The brilliant, Tony-award-winning stage adaptation of “War Horse,” which I recently saw at Lincoln Center’s Vivian Beaumont Theater, is based on the British production. It makes astonishing use of stage craft and puppetry. Large-sized puppets, structurally resembling horses, are moved around by puppeteers who are in full view. The movements of the puppets are so life-like that you soon forget that they aren’t real horses, and curiously, even though you’re aware of the puppeteers, it doesn’t interfere with the sense that the horses are real. These horses seem to breathe. And when the young Joey looked into the audience and flicked his ear, I fell in love with him. Seriously. Then, in a great moment of theater, the grownup Joey gallops through the mists onto the stage for the first time, and I was overcome with admiration for the grand, majestic beast. Joey touched my heart from the beginning, and then I was thoroughly invested in the outcome of his adventures. This was melodrama in the best sense, and I almost fell to sobbing at the end.

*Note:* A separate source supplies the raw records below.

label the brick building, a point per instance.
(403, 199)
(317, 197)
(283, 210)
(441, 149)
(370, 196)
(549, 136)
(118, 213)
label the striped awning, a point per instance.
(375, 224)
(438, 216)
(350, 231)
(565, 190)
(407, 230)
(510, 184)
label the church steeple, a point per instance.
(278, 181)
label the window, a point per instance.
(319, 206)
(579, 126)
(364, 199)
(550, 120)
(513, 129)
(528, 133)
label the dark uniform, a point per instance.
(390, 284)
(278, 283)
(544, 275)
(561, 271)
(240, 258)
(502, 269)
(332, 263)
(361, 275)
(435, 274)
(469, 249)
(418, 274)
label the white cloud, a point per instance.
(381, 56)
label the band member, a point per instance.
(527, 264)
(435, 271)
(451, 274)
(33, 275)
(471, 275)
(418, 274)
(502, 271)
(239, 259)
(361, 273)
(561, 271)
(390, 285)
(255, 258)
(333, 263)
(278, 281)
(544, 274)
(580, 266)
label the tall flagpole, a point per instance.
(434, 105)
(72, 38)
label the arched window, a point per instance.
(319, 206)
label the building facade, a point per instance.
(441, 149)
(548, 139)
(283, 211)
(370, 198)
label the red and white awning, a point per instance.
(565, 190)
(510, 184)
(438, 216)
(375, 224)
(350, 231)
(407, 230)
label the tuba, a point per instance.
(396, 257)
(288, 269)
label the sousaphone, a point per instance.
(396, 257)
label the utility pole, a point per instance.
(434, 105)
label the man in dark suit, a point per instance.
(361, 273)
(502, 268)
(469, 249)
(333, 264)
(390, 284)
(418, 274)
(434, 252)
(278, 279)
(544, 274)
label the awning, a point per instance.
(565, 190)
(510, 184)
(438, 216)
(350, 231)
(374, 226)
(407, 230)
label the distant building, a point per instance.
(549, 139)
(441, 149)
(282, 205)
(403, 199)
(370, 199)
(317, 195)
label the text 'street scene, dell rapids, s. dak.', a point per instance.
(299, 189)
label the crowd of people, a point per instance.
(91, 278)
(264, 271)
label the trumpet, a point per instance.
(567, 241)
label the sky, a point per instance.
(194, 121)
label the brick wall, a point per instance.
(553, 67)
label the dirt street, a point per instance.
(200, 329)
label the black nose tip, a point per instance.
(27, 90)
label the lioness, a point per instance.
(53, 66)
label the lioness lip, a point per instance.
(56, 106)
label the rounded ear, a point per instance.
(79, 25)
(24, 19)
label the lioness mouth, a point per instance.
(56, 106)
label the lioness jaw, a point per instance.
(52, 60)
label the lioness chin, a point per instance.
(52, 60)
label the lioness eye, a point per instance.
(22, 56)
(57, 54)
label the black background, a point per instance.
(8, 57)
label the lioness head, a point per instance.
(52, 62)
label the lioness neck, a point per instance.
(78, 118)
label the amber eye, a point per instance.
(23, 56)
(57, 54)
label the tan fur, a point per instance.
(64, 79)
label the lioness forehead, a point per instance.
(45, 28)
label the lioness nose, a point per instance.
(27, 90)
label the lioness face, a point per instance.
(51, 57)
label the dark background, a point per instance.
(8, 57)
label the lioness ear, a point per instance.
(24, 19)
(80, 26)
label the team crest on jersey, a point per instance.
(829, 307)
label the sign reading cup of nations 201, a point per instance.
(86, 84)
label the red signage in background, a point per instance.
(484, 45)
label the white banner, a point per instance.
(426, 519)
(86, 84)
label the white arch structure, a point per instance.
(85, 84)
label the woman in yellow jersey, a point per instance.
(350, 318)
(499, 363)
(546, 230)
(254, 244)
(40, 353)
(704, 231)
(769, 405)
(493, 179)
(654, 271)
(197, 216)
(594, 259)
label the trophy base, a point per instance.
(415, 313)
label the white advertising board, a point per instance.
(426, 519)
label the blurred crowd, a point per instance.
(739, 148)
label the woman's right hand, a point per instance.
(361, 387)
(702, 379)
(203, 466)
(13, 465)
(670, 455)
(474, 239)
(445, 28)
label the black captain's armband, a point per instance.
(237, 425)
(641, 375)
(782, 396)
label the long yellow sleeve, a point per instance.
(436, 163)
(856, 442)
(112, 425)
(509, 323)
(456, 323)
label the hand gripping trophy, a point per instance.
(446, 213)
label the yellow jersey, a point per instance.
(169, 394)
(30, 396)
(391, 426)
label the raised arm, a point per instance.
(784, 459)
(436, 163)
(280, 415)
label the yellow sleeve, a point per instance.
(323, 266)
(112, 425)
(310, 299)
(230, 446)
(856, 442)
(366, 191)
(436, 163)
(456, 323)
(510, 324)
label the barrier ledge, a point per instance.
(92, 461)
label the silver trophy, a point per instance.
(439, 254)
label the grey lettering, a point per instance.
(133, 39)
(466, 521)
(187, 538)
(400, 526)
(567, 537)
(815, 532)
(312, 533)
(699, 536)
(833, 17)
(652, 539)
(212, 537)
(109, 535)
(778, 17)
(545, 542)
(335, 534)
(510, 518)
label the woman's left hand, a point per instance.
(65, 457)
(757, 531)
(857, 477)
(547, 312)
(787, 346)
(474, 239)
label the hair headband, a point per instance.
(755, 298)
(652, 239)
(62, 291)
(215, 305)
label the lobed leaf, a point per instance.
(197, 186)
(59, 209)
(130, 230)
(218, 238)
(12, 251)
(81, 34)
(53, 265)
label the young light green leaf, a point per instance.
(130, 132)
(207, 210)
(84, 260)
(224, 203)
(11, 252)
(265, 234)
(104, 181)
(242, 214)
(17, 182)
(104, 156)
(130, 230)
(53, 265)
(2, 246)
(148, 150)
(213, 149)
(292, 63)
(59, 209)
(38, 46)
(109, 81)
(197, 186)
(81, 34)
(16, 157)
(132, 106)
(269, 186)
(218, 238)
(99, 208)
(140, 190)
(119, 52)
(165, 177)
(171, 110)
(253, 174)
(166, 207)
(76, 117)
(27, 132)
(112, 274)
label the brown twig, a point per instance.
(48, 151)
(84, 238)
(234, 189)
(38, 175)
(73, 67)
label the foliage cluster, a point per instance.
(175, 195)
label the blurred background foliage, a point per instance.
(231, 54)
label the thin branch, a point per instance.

The movie version might have used animation or CGI to create horse-like creatures, too, but Steven Spielberg chose to use real horses and real locations. Using fourteen horses to play Joey, he got a believable performance, and so you care about the film Joey, too. The real mud, the real barbed wire and the real tanks make the anti-war sentiment strong; the scene in which Joey is alone and faces the huge mechanized tank is a powerful one. But Spielberg saw the simple story and tried to make a grand epic out of it. There are breathtaking moments of pageantry, like the charge of the cavalry with horses galloping and soldiers courageously racing toward their possible doom. But by expanding the scope of the project, there is a loss of emotional intimacy. And that ending with its golden “Gone with the Wind” pose feels really corny. As they say, less is more.
The stage version raises the material to a higher level because of its exquisite use of artifice to create a very moving sense of reality. The minimal stage set, the evocative lighting, the atmospheric smoke, the incidental background music, and the expert staging all have dramatic purpose. The effects aren’t there to razzle-dazzle us. And yet the simplicity is dazzling because this production tells so much with so little.
A single door is all that’s needed to show that there’s a house there on the farm where Joey learns to plow in a field. A puppet goose attached to a stick evokes laughs because it is so, well, goose-like. The war-weary horses made of sheer greyish fabric are heartbreaking shadows, harbingers of what may happen to the strong and healthy Joey and his war horse buddy Topthorn. But verbal descriptions can hardly capture the imaginative magic of this stage production. If you can see it for yourself, you really ought to.
There are changes in the details of the story, but overall, the story remains the same in each medium. A strong basic story can withstand different kinds of telling, and it is always interesting to see the choices that creative artists make with the various adaptations.